Кстати говоря, его философскую манеру в последнее время пытается подделать Лозиньский в «Пантократоре», где какой-то глуповатый доцент выдавливает из себя большие и бессмысленные философские тирады. Только Виткацы был очень мудрым, хотя и трудным человеком. Доктор Хойновский был близким другом Виткацы и кое-что мне о нем рассказывал: он обижался на друзей, спускал их с лестницы, вдруг переставал переписываться и рассылал письма о разрыве всех контактов — это были целые ритуалы. Но оставим это в стороне. Я решительно подписываюсь под его романами. В предсказательном смысле ему не удалось сделать, может быть, лишь одно — он не ввел технологический элемент, а стабилизировал мир на уровне своего времени. Но, может быть, его это совершенно не интересовало. Если говорить о социологическом воображении — которого вообще в научной фантастике не хватает, — то у него было неправдоподобное чутье. У него было то, что более всего нужно писателю: чудесная интеллектуальная предрасположенность и колоссальный жизненный опыт.
— Я никогда особенно не восхищался его театром Чистой Формы. В его двух томах драматургии есть великолепные кусочки и гениальные обрывки, за исключением «Сапожников», которые чудесны в целом. Тогда, когда он все это писал, еще даже не существовало понятия театра абсурда, так что смело можно сказать, что он является гениальным предтечей. Однако, с другой стороны, ясно видно, что его «носило» по разным жанрам, и он, пожалуй, нигде не нашел субъективно своего места. Так бывает с нешаблонными индивидуальностями.

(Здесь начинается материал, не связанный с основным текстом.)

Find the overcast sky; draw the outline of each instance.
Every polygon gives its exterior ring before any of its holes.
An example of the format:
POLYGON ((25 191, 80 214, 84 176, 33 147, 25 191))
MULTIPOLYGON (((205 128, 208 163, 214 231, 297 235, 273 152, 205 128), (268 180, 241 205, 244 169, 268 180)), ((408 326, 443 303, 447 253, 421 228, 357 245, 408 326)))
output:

— В мои гимназистские годы выдающимся прозаиком считался Каден-Бандровский. Мне всегда казалось, что он обувал свой польский язык в какие-то китайские ботинки и стеснял его исключительно с чудаческими целями. «Черные крылья», а особенно «Ленора» — это произведения, в которых ничто не сказано в обычном повествовательном порядке, все так монструально перемешано, что это меня уже тогда поражало. Впрочем, я довольно давно заметил, что литературные тексты тем сильнее сопротивляются старению, чем обычнее их языковая сторона. Серенького стилистического наряда вполне достаточно тому, кому есть что сказать. Не нужны тут никакие штучки-дрючки. Подобным же образом над авангардом издевается Милош, говоря, что когда спадает облако невразумительности и странных новых форм, тогда становится явным все содержательное убожество.
А еще я очень люблю читать, хотя сейчас и с некоторой снисходительностью, Грабиньского. Его произведения в литературном отношении являются жутким старьем, но в них есть обаяние именно старья. Мое отношение к его прозе примерно такое же, как к некоторым композициям Хасиора. В категориях близкой мне эстетики это разный мусор и хлам, но из них бьет такая значительность и достоинство священнодействия, что я чувствую себя соблазненным. У меня был приятель, который ходил в гимназию с дочками Грабиньского и немного рассказывал мне о его доме — я знаю даже, что там был большой застекленный шкаф, в котором стояли книги папы, недоступные для этих девиц, поскольку, как известно, там были страшно непристойные по тем временам вещи. В моем отношении к Грабиньскому, который вырос словно экзотический цветок на львовском болоте, одновременно много и симпатии, и иронии. Это место, набитое духами, его мечты о большом мире и карьере, эти его авантюры с критиками («Грабиньский пригвоздил критиков к позорному столбу», — писал тогда Ижиковский), — все вместе это трогательно и печально.
Но одновременно в его немногочисленных фантастических произведениях есть что-то, что делает их не совсем мертвыми. Это обнаружилось, впрочем, при переводе его прозы на немецкий язык. Этика нашей профессии абсолютно запрещает переводить Грабиньского на современный немецкий язык, но доктор Штеммлер поступил именно так, срывая с его творчества все цветы и плющи «Молодой Польши». И это очень пошло ему на пользу. Я говорю о Грабиньском еще и для того, чтобы наглядно показать вам, что могут быть очень разные поводы для возвращения к некоторым книгам.
— Признаюсь, что люблю ранние книги Кунцевичевой, например, «Две луны», и некоторые, подчеркиваю, некоторые книги Адольфа Рудницкого, потому что большинство его текстов «полиняли». Он не принадлежит к тем писателям, чьи слабые произведения оставляют меня равнодушным, наоборот, они меня чудовищно раздражают.